Experts’ report unreleased The asbestos industry’s wicked cover-up
“Canada has credibility for protecting the environment, [and has] a reputation for being a democratic and fair-thinking country… and yet on this one particular issue, Canada acts out of greed and political need. And what [the government has] done is unconscionable,” Langer told CBC News.
In the fall of 2007, Health Canada hired a panel of seven experts on asbestos and occupational health to take another look at the cancer risks of chrysotile asbestos. Their report was completed and submitted in March 2008.
In May 2008, Bloc Quebecois MP Andre Bellevance implied in the House of Commons that the report suggested that it supported his view that asbestos is not a great risk. When his comments reached members of the panel, two wrote letters to Health Minister Tony Clement, accusing Canada of breaking faith with the experts.

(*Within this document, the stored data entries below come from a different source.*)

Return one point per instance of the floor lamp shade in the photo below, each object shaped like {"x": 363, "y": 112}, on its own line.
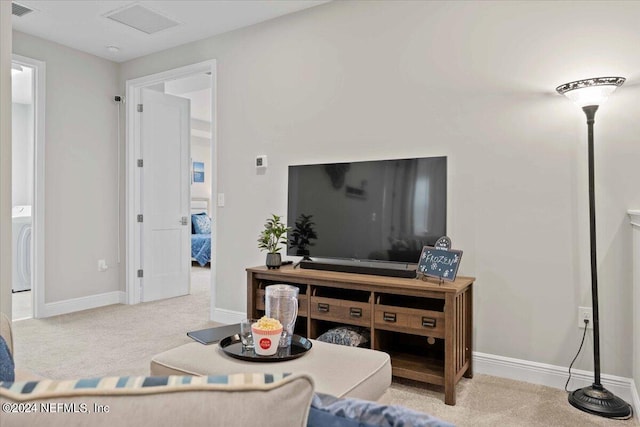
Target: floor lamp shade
{"x": 589, "y": 94}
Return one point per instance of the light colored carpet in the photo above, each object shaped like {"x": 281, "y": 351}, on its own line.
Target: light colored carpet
{"x": 121, "y": 339}
{"x": 21, "y": 305}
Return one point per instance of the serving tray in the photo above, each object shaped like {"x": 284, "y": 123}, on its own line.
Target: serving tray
{"x": 232, "y": 346}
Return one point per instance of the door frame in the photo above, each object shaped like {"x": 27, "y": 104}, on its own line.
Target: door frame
{"x": 133, "y": 229}
{"x": 38, "y": 287}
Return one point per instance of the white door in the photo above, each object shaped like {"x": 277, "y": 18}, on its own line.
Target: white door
{"x": 165, "y": 191}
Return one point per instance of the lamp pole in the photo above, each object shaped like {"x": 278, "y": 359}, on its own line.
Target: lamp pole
{"x": 595, "y": 399}
{"x": 590, "y": 111}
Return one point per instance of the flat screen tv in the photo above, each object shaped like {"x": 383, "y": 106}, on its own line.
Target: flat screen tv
{"x": 374, "y": 213}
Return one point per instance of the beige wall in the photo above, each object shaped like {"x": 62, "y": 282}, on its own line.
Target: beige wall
{"x": 473, "y": 81}
{"x": 635, "y": 221}
{"x": 80, "y": 169}
{"x": 5, "y": 157}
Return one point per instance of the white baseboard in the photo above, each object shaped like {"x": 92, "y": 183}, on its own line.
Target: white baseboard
{"x": 227, "y": 316}
{"x": 635, "y": 397}
{"x": 83, "y": 303}
{"x": 548, "y": 375}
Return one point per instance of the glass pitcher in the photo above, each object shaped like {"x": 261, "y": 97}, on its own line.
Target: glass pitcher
{"x": 281, "y": 302}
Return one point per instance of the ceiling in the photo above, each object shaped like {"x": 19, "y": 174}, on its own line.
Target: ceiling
{"x": 83, "y": 25}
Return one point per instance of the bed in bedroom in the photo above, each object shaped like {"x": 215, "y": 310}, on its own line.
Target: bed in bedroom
{"x": 200, "y": 231}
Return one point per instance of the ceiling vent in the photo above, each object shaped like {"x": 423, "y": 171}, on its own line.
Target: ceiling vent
{"x": 142, "y": 19}
{"x": 19, "y": 10}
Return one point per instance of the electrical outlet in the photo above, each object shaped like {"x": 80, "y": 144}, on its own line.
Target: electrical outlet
{"x": 585, "y": 313}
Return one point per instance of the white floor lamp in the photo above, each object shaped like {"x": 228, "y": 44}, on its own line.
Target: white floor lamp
{"x": 595, "y": 399}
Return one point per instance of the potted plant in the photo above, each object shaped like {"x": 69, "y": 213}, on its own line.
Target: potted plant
{"x": 302, "y": 235}
{"x": 273, "y": 235}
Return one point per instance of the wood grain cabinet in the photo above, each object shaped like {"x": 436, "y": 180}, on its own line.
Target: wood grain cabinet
{"x": 426, "y": 327}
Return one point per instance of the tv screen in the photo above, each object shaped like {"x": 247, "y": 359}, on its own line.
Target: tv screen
{"x": 384, "y": 210}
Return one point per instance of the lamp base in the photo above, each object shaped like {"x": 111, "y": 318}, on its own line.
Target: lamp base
{"x": 599, "y": 401}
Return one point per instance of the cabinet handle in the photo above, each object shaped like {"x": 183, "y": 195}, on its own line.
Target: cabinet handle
{"x": 428, "y": 322}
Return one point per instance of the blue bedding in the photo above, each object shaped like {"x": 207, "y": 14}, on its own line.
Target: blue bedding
{"x": 201, "y": 248}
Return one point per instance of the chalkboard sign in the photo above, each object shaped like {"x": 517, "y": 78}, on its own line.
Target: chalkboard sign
{"x": 440, "y": 263}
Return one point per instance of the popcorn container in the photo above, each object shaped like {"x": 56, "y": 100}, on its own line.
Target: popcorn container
{"x": 281, "y": 302}
{"x": 265, "y": 342}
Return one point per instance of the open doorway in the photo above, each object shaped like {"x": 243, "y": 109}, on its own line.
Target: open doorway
{"x": 196, "y": 84}
{"x": 27, "y": 191}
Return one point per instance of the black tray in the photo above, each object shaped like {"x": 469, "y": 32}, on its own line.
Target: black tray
{"x": 233, "y": 347}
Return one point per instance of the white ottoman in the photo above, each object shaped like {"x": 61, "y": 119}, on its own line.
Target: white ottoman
{"x": 337, "y": 370}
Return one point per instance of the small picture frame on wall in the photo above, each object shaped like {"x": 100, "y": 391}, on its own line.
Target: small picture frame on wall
{"x": 198, "y": 171}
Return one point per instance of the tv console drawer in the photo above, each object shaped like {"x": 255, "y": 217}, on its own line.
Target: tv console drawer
{"x": 302, "y": 302}
{"x": 409, "y": 320}
{"x": 343, "y": 311}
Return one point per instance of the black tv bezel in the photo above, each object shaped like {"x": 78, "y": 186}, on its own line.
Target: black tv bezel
{"x": 363, "y": 265}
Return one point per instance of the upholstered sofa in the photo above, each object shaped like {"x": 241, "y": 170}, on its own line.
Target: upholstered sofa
{"x": 227, "y": 400}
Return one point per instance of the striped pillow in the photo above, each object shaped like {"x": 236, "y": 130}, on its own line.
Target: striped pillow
{"x": 29, "y": 390}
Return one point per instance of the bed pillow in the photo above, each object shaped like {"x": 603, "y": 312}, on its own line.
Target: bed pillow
{"x": 7, "y": 367}
{"x": 352, "y": 336}
{"x": 330, "y": 411}
{"x": 201, "y": 224}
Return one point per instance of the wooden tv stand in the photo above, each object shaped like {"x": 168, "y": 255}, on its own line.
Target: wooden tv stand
{"x": 425, "y": 327}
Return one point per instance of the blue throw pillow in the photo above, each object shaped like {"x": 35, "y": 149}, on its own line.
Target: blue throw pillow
{"x": 7, "y": 367}
{"x": 330, "y": 411}
{"x": 201, "y": 224}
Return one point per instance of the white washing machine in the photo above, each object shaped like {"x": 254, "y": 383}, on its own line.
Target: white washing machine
{"x": 21, "y": 248}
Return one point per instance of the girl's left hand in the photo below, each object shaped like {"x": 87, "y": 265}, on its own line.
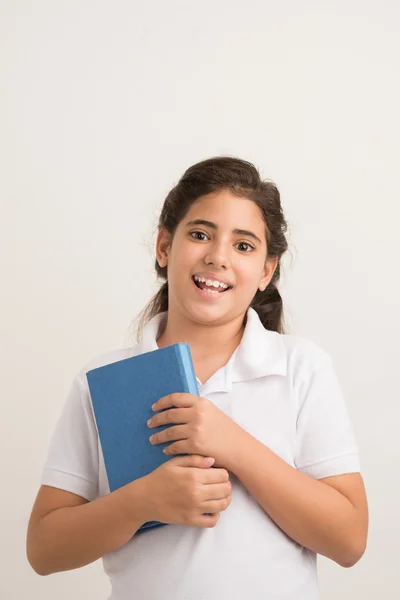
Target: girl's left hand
{"x": 201, "y": 428}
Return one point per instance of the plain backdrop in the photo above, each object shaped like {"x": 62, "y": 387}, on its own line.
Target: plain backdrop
{"x": 103, "y": 107}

Panel chair Trevor Ogden wrote that his professional reputation and that of the other members of the panel was at risk if the government continued to sit on the report. He called the delay unacceptable. He also said their work was being misrepresented.
A dying industry
The asbestos industry, regardless of a substance ban, may die in Canada on its own.

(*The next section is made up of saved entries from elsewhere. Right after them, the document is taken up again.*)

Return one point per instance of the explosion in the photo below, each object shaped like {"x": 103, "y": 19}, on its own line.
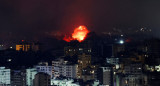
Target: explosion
{"x": 79, "y": 34}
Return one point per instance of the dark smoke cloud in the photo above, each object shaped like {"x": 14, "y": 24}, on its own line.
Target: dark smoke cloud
{"x": 36, "y": 18}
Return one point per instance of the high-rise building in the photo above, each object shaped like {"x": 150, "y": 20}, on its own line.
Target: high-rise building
{"x": 24, "y": 46}
{"x": 18, "y": 78}
{"x": 45, "y": 69}
{"x": 61, "y": 67}
{"x": 42, "y": 79}
{"x": 30, "y": 75}
{"x": 5, "y": 76}
{"x": 105, "y": 76}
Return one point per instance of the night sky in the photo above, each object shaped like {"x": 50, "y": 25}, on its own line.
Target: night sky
{"x": 32, "y": 19}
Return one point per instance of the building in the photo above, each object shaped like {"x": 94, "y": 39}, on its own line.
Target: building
{"x": 45, "y": 69}
{"x": 24, "y": 46}
{"x": 83, "y": 62}
{"x": 5, "y": 76}
{"x": 42, "y": 79}
{"x": 64, "y": 82}
{"x": 18, "y": 78}
{"x": 2, "y": 47}
{"x": 105, "y": 76}
{"x": 64, "y": 68}
{"x": 30, "y": 75}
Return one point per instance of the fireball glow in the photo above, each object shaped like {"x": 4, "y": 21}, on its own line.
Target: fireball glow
{"x": 79, "y": 34}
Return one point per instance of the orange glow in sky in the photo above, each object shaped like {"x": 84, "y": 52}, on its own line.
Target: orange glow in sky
{"x": 79, "y": 34}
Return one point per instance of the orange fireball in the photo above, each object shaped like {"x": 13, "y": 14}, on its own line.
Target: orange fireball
{"x": 79, "y": 34}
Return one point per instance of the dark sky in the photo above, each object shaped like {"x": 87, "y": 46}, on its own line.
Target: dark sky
{"x": 36, "y": 18}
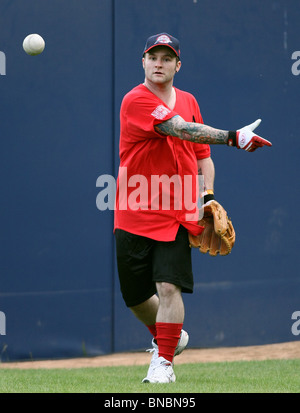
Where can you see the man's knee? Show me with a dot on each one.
(165, 289)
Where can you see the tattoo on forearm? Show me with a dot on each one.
(193, 132)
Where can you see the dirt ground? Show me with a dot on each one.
(290, 350)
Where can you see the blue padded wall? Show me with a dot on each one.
(59, 123)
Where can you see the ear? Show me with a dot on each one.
(178, 66)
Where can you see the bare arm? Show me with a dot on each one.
(191, 131)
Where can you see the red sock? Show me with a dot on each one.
(167, 337)
(152, 330)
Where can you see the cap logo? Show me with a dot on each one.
(163, 39)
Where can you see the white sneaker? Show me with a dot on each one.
(161, 372)
(182, 343)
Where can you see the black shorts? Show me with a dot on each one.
(143, 261)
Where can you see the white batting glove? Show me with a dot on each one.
(244, 138)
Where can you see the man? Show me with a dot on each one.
(163, 142)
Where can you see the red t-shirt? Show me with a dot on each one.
(157, 185)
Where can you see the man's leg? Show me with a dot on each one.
(169, 320)
(146, 312)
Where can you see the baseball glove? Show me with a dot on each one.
(218, 236)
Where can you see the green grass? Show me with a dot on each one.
(271, 376)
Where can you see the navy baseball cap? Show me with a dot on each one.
(163, 39)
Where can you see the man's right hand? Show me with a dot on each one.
(246, 139)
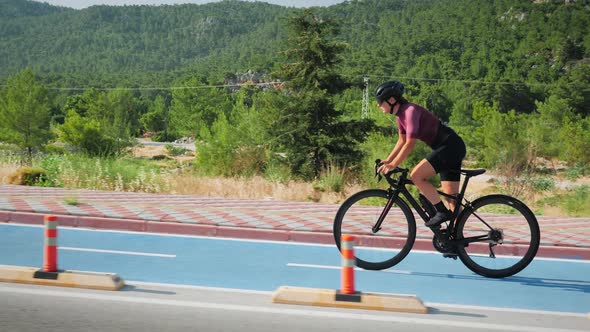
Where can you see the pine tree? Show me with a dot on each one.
(25, 113)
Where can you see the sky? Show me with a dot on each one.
(79, 4)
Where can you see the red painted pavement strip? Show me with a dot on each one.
(554, 251)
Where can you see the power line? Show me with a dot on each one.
(267, 84)
(441, 80)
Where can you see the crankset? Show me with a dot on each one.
(441, 243)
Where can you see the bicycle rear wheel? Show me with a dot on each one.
(385, 248)
(506, 236)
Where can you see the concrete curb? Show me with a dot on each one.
(135, 225)
(75, 279)
(366, 301)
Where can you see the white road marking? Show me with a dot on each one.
(283, 310)
(118, 252)
(289, 243)
(331, 267)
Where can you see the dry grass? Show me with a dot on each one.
(252, 188)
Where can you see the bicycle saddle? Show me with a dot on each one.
(473, 172)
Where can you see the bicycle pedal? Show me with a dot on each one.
(453, 256)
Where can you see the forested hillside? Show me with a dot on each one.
(511, 76)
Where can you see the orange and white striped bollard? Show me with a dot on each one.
(50, 250)
(348, 263)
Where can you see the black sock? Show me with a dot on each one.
(440, 207)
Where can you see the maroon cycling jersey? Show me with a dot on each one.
(414, 121)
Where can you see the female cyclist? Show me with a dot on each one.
(448, 149)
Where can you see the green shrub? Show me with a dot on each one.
(332, 178)
(29, 176)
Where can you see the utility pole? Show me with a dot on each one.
(365, 111)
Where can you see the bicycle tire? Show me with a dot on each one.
(515, 252)
(358, 214)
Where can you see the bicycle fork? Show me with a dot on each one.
(377, 227)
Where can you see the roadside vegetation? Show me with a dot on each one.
(295, 131)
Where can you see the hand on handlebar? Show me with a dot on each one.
(386, 168)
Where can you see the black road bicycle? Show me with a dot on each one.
(495, 236)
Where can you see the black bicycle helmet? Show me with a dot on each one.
(389, 89)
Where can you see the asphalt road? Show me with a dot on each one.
(155, 307)
(182, 283)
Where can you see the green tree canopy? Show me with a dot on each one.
(25, 113)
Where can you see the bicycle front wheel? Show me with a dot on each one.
(387, 246)
(500, 236)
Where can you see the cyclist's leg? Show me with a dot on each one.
(450, 188)
(420, 175)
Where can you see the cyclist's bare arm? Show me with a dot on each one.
(398, 146)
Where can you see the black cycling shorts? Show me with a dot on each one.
(447, 156)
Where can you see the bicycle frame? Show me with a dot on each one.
(399, 187)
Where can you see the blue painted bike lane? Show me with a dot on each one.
(551, 285)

Since the 1980s, export and production of the mineral has dwindled down to less than 25 per cent of its original haul.
A multitude of factors are at play, in addition to the controversy Chrysotile courts at home. High transportation costs, the strength of the Canadian dollar and the ability of other countries, such as Zimbabwe, to sell the mineral at a cheaper cost have cut into Canada’s ability to compete.
“Asbestos is a dying industry,” says Langer. “Quebec can’t compete with production in Zimbabwe or in Russia, and they’re trying to keep this industry alive for whatever reason they have, and the government is complying with the demands that the industry be protected at all costs. And the costs to the Canadian citizens are huge.”
The asbestos industry’s wicked cover-up
In the 1930s studies funded by the asbestos industry itself showed a link between cancer and asbestos. The executives agreed to suppress the information. They devised a plan to convince editors of asbestos trade magazines to eliminate the word “cancer” from their publications. They even ignored suggestions from scientists to caution workers about exposure.
Today, asbestos exposure victims and their advocates lobby politicians to pass laws that ban the toxic mineral. Those who have developed mesothelioma from asbestos exposure fight for their lives and fight for their day in court. Meanwhile, company executives still claim no wrongdoing.